Q: Is Delaware considered part of the South?

A: Well, yes and no, although the tenacious Southernness of the state is a fine thread to track. Within Delaware, there’s a strong Original Thirteen current tied closely to the Constitutional Convention in Philadelphia, just up the road from Wilmington, neither of which, I think we can agree, are particularly “Southern” towns. Culturally it’s worth noting that, to this day, the Rehoboth Beach truebloods douse Thrasher’s famous french fries in vinegar, not ketchup, just as their long-lost British cousins do at fish-and-chips shops—more culinarily post-postcolonial than that is hard to get. Despite all that, Delaware’s doughty Southernness shines in the towns down on the peninsula it shares with the eastern shores of Maryland and Virginia—in Seaford, and Gumboro, and Fenwick Island, where the blue crab rules and the shell-cracking mallets and heavy waxed paper line the tabletops. At gas stations in that country, you can still pick up a reasonable fishing hat and some tackle. Chincoteague, the Virginia barrier island to which the wild ponies swim, is just an hour or so down Highway 113. Described musically, Delaware could fairly be said to have a rocking Southern bass beat.

 

Q: Teeth of the season here, so can you explain how to socialize with people who went to enemy schools?

A: This is the South, so no idea—paintball, maybe? Laser tag? At any rate, some kind of battlefield that requires body armor ought to do. I certainly can’t sanction eating, drinking, or watching TV with them. Then again, this is the South, the nation’s heartiest and most greling social stage, so let’s assume you must. There is only one way: Grin and bear it, baby. Your challenge will be to drop your instinctive Aristotelian baggage—don’t think of them as you usually do, with a mixture of pity and fear, hopeless beings whose lives went wrong in late adolescence as a result of their parents’ and possibly their grandparents’ hubris-driven errors in higher education.

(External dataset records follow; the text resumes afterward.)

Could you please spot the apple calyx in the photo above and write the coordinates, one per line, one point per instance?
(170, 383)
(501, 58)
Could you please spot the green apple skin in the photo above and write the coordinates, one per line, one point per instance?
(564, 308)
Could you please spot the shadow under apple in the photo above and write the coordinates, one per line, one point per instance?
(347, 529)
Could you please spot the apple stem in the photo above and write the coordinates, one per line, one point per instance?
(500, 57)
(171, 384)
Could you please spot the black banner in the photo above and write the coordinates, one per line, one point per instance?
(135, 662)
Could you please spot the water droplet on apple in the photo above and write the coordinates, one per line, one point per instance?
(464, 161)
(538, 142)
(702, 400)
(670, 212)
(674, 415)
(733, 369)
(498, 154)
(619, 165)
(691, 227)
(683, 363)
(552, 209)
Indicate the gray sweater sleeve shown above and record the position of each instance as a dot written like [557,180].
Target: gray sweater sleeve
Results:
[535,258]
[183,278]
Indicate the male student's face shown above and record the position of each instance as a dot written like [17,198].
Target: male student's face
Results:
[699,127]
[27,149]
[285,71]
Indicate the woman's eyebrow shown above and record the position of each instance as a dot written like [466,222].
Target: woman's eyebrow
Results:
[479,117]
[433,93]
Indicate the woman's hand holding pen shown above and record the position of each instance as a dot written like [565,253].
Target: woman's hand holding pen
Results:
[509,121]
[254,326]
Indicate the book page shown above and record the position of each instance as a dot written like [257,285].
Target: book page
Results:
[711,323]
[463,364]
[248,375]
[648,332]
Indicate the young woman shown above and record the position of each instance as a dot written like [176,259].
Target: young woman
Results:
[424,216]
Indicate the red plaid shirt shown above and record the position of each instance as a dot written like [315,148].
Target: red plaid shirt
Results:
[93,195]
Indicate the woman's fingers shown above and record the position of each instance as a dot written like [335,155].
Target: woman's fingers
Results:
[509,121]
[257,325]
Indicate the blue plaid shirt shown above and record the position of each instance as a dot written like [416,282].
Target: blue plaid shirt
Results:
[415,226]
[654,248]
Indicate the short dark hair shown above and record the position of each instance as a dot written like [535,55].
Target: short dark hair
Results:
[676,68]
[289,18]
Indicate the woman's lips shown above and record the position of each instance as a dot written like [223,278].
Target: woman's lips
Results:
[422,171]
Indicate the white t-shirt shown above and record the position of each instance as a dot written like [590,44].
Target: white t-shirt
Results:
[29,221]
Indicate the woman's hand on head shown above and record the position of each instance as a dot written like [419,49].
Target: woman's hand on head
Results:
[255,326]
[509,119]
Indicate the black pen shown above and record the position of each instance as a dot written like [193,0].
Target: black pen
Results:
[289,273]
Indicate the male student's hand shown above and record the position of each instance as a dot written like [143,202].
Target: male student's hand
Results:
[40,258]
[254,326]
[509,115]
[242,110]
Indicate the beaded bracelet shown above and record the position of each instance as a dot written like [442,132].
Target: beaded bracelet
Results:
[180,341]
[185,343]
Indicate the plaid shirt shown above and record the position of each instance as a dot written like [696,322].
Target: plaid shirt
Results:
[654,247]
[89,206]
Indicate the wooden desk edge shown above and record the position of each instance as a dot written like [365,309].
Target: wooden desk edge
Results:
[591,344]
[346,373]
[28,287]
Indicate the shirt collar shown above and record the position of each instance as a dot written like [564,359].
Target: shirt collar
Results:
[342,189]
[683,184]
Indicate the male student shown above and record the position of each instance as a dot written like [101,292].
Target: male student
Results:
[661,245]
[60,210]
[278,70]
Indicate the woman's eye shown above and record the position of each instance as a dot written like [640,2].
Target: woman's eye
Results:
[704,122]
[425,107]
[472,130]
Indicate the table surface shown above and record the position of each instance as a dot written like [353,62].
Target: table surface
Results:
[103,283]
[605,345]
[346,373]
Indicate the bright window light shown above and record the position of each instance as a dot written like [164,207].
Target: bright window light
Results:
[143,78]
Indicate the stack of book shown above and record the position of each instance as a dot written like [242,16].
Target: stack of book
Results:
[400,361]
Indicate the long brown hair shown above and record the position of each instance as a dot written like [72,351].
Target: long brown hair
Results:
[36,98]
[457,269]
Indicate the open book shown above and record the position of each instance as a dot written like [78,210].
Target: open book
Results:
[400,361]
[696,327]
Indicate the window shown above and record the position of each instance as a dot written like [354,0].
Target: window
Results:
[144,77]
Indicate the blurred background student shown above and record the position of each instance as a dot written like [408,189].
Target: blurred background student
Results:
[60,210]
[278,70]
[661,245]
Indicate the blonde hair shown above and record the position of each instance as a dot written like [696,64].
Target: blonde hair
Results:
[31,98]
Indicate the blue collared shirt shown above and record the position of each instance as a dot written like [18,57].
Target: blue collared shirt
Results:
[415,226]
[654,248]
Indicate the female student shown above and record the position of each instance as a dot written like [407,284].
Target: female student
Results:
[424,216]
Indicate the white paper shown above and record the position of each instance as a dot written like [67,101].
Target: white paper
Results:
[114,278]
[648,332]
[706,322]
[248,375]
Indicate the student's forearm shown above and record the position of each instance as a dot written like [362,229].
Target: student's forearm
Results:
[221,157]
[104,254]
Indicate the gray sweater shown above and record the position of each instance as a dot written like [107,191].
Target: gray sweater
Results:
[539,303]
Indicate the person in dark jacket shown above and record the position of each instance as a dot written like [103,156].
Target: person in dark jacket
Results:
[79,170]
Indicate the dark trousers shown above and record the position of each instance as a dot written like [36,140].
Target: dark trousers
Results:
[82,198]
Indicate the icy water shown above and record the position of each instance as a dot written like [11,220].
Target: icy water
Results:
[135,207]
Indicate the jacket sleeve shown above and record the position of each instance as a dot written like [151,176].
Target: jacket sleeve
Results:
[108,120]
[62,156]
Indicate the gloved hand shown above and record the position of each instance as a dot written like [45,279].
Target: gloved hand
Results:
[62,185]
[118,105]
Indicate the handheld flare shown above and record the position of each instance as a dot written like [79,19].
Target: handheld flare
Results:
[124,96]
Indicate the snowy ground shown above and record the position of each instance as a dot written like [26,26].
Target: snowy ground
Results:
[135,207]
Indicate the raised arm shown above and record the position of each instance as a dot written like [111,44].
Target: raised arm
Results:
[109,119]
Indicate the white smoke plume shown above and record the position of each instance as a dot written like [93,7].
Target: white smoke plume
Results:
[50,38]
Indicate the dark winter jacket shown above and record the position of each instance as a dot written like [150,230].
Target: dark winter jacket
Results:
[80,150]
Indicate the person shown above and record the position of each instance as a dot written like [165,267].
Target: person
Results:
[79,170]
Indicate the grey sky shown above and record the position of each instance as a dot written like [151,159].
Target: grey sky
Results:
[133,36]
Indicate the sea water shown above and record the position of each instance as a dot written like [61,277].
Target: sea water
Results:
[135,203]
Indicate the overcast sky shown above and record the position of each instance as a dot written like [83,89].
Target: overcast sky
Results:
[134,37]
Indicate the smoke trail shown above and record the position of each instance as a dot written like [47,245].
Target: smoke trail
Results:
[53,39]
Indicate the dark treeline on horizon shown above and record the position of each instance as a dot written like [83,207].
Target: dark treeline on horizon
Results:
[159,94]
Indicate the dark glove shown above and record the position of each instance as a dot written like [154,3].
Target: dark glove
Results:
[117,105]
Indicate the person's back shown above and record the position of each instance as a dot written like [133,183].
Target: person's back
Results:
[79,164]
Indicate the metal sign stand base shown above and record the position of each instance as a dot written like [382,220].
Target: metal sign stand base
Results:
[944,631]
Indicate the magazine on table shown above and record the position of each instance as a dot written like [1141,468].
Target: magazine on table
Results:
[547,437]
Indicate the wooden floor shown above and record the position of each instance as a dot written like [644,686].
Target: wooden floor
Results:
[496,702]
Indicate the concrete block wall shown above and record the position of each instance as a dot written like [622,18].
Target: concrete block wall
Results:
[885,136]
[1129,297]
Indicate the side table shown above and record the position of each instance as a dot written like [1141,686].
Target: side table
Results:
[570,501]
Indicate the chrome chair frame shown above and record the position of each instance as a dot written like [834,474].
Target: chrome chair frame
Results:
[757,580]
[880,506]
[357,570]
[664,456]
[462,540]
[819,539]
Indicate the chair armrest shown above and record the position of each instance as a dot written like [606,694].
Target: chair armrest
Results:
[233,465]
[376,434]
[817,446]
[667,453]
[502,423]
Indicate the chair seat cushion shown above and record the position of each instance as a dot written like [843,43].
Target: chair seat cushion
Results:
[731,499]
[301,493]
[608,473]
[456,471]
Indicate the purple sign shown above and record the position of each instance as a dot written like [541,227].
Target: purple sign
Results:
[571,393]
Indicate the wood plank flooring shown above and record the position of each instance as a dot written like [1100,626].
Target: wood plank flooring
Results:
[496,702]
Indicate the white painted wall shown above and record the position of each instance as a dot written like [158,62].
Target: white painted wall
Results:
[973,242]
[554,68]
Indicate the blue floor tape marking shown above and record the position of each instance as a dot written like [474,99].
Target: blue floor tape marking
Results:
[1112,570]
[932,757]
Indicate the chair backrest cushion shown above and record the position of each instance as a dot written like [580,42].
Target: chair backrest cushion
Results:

Before you have to see them, cook up something nice to say about their quarterback. People tend to care about their quarterbacks. If they have no quarterback to speak of, surely they have a defensive end who’s run back a couple of laudable interceptions. Your goal is to blunt their suspicions by sowing momentary cocktail confusion. They’ll have to think: Ya know, that dude who went to [your school here] wasn’t half bad. Depart at speed, before the smoke screen masking the enormity of your animus dissipates.